Osmanlı dağılmıştı, coğrafya dağılmıştı, İslâm milleti dağılmıştı. Fas’tan Endonezya’ya uzanan geniş kuşakta, yeryüzünün ana ekseninde yaşayan Müslüman toplumlar tam bir sahipsizlikle, umutsuzlukla paramparça edilmişti. Bu geniş coğrafyayı ayağa kaldıracak, direnç oluşturacak hiçbir şey bırakılmamıştı.
SEVR İLE ANADOLU’DAN SÜRMEYE ÇALIŞTILAR. OLMADI. LOZAN İLE AVRUPA’DAN ÇIKARDILAR.
Anadolu’yu merkeze alıp yüzlerce yıl tarih ve coğrafya inşa eden Türkler, tarih dışına itilmeye, siyasi tarihten silinmeye çalışılıyordu. Bölgesel ve küresel iktidar alanından kovuluyor, büyük bir kırılmaya mahkûm ediliyor, sürekli vesayet altında tutulacak mekanizmalara hapsediliyordu.
Sevr ile Anadolu’dan sürmeye çalıştılar. Bir Anadolu direnişi bu oyunu bozdu. Başaramadılar. Anadolu’dan süremedik, Avrupa’dan sürelim dediler.

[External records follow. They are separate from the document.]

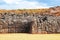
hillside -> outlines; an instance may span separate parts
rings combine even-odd
[[[0,10],[0,33],[60,33],[60,6]]]

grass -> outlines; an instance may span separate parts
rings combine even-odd
[[[60,34],[0,34],[0,40],[60,40]]]

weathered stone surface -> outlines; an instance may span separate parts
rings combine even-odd
[[[60,33],[60,16],[27,13],[1,14],[0,33]]]

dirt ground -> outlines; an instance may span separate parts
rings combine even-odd
[[[0,40],[60,40],[60,34],[0,34]]]

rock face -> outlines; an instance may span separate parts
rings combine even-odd
[[[27,13],[0,15],[0,33],[60,33],[60,16]]]

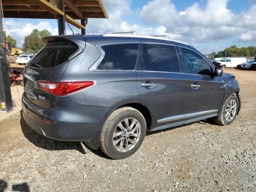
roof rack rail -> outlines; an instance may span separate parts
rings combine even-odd
[[[153,37],[163,37],[164,38],[166,38],[166,39],[170,39],[169,38],[169,36],[168,35],[152,35]]]
[[[103,34],[103,35],[106,35],[106,34],[125,34],[126,35],[131,34],[131,35],[138,35],[138,33],[136,31],[128,31],[126,32],[115,32],[114,33],[108,33]]]

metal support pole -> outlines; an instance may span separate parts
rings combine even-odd
[[[2,44],[2,43],[4,42],[4,38],[1,7],[0,7],[0,36]],[[12,101],[11,88],[10,87],[10,79],[8,75],[6,53],[3,48],[2,44],[0,46],[0,102],[5,103],[6,112],[12,110]]]
[[[58,28],[59,35],[66,35],[66,18],[65,16],[65,6],[64,0],[58,0],[57,2],[57,8],[64,12],[64,16],[58,15]]]
[[[87,25],[88,20],[87,18],[84,15],[84,14],[83,17],[84,19],[81,20],[81,24],[85,27]],[[85,29],[81,28],[81,34],[82,35],[85,35]]]

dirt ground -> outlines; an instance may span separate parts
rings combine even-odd
[[[20,114],[0,122],[0,192],[255,191],[256,71],[236,76],[242,108],[229,126],[203,120],[147,134],[130,158],[56,141]]]

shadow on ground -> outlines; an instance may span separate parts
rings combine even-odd
[[[22,116],[22,112],[21,111],[20,112],[20,126],[21,126],[23,134],[29,141],[38,147],[49,150],[75,149],[83,154],[86,154],[86,152],[84,150],[84,148],[83,148],[82,145],[83,145],[86,148],[90,150],[96,155],[103,158],[111,159],[110,158],[105,154],[103,153],[101,150],[100,150],[100,148],[96,150],[92,149],[86,145],[85,142],[60,141],[46,138],[39,134],[35,131],[34,131],[30,127],[30,126],[24,120]],[[188,124],[183,125],[178,127],[174,127],[168,129],[153,131],[152,132],[147,132],[146,133],[146,136],[149,136],[162,132],[168,131],[179,127],[186,126],[191,124],[194,124],[196,122],[204,124],[210,124],[212,125],[216,124],[214,122],[214,121],[210,119],[203,120],[199,122],[193,122]]]
[[[8,186],[8,184],[6,181],[0,179],[0,192],[4,192],[4,190]],[[12,191],[19,191],[20,192],[29,192],[29,186],[27,183],[12,185]]]

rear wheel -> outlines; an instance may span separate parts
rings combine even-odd
[[[16,59],[17,58],[19,57],[19,56],[17,55],[14,55],[12,56],[12,62],[13,63],[17,63],[17,61],[16,61]]]
[[[229,97],[225,102],[220,120],[215,120],[215,122],[222,125],[230,125],[237,114],[239,104],[239,101],[236,96],[232,95]]]
[[[139,149],[146,130],[145,118],[139,111],[129,107],[120,108],[114,111],[105,122],[100,147],[111,158],[126,158]]]

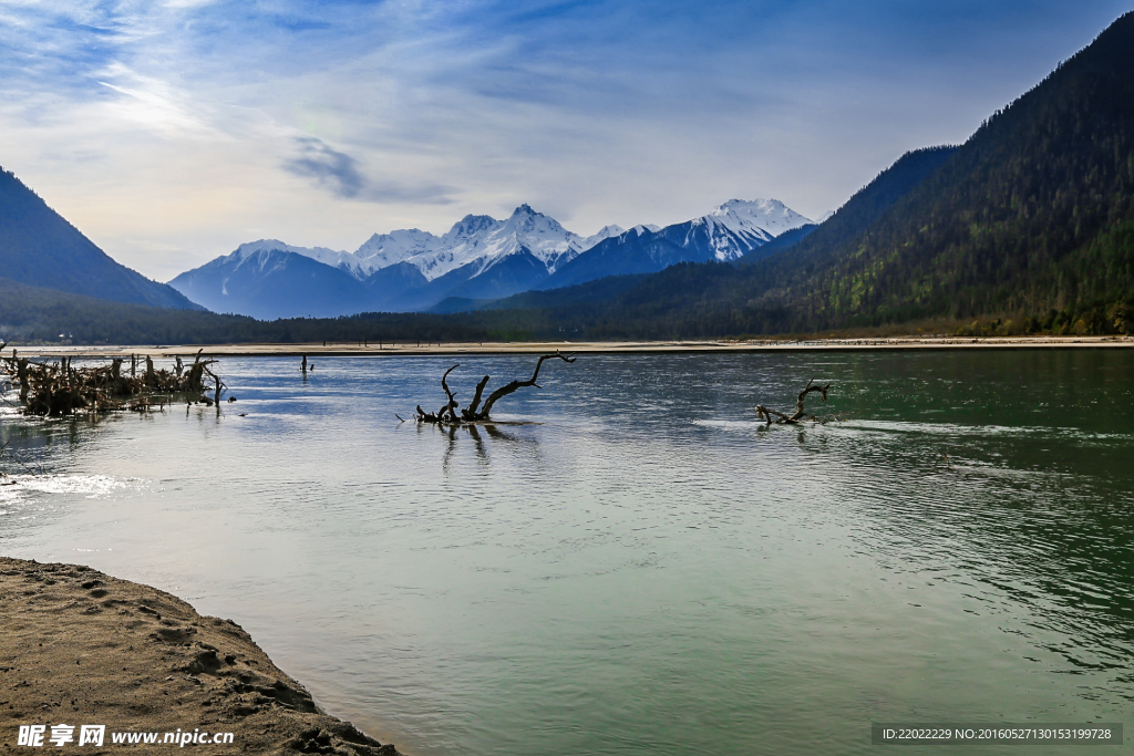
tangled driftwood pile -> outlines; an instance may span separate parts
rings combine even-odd
[[[530,385],[534,385],[536,389],[541,388],[535,381],[540,377],[540,368],[543,367],[543,360],[545,359],[561,359],[565,363],[574,363],[575,357],[573,355],[561,355],[558,351],[552,355],[543,355],[540,360],[535,363],[535,372],[532,373],[532,377],[526,381],[513,381],[507,383],[492,393],[489,398],[484,400],[484,405],[481,405],[481,397],[484,394],[484,387],[489,383],[489,377],[485,375],[481,379],[481,382],[476,384],[476,392],[473,394],[473,400],[468,402],[468,406],[462,409],[459,413],[457,408],[460,406],[457,402],[457,394],[449,389],[449,373],[460,367],[460,364],[456,364],[445,372],[441,376],[441,388],[445,389],[445,393],[449,397],[449,401],[446,402],[441,409],[435,413],[426,413],[422,409],[421,405],[417,405],[417,414],[414,416],[418,423],[434,423],[437,425],[464,425],[471,423],[490,423],[491,417],[489,414],[492,411],[492,407],[497,401],[507,397],[509,393],[518,389],[523,389]],[[400,419],[400,418],[399,418]]]
[[[812,391],[818,391],[820,396],[823,398],[823,401],[827,401],[827,390],[831,388],[831,384],[828,383],[827,385],[814,385],[814,383],[815,379],[811,379],[810,381],[807,381],[807,385],[803,389],[803,391],[799,392],[798,401],[795,402],[795,411],[792,413],[790,415],[778,413],[775,409],[768,409],[763,405],[756,405],[756,417],[759,417],[762,421],[768,421],[768,425],[771,425],[772,423],[797,425],[798,423],[802,423],[805,419],[819,422],[819,419],[814,415],[807,417],[807,413],[803,408],[803,400],[806,399],[807,394],[811,393]]]
[[[0,345],[0,349],[5,346]],[[19,387],[22,411],[62,417],[116,410],[147,413],[175,398],[220,404],[226,387],[212,371],[215,362],[202,359],[198,351],[188,365],[178,357],[174,369],[156,369],[149,356],[133,355],[127,373],[124,357],[113,358],[109,365],[76,367],[69,357],[41,363],[20,357],[12,349],[11,357],[0,358],[0,372],[6,374],[5,383]]]

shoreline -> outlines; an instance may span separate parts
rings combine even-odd
[[[321,712],[232,620],[203,617],[172,594],[79,564],[0,557],[0,742],[20,725],[104,725],[92,753],[399,756],[349,722]],[[164,733],[231,733],[225,742],[178,745]],[[153,745],[113,733],[156,733]],[[142,741],[146,744],[147,741]],[[91,745],[91,744],[87,744]],[[205,745],[202,750],[201,746]],[[85,746],[84,746],[85,748]]]
[[[549,351],[572,354],[683,354],[683,352],[796,352],[796,351],[916,351],[951,349],[1131,349],[1134,337],[889,337],[872,339],[759,339],[683,341],[525,341],[483,343],[222,343],[222,345],[108,345],[19,346],[8,345],[27,357],[78,357],[83,359],[129,357],[192,357],[202,350],[210,357],[405,357],[454,355],[532,355]]]

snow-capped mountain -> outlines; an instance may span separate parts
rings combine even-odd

Lozan ile Avrupa’dan çıkardılar.
Çünkü bu milletin, tarih yapıcı, coğrafya inşa edici siyasi genetiğini biliyorlardı. Sadece Osmanlı’yı dağıtmıyorlardı. Milletimizin bu siyasi genetiğini yok etmeyi, yeniden başlamasının önünü ebediyen kapatmayı planlıyorlardı.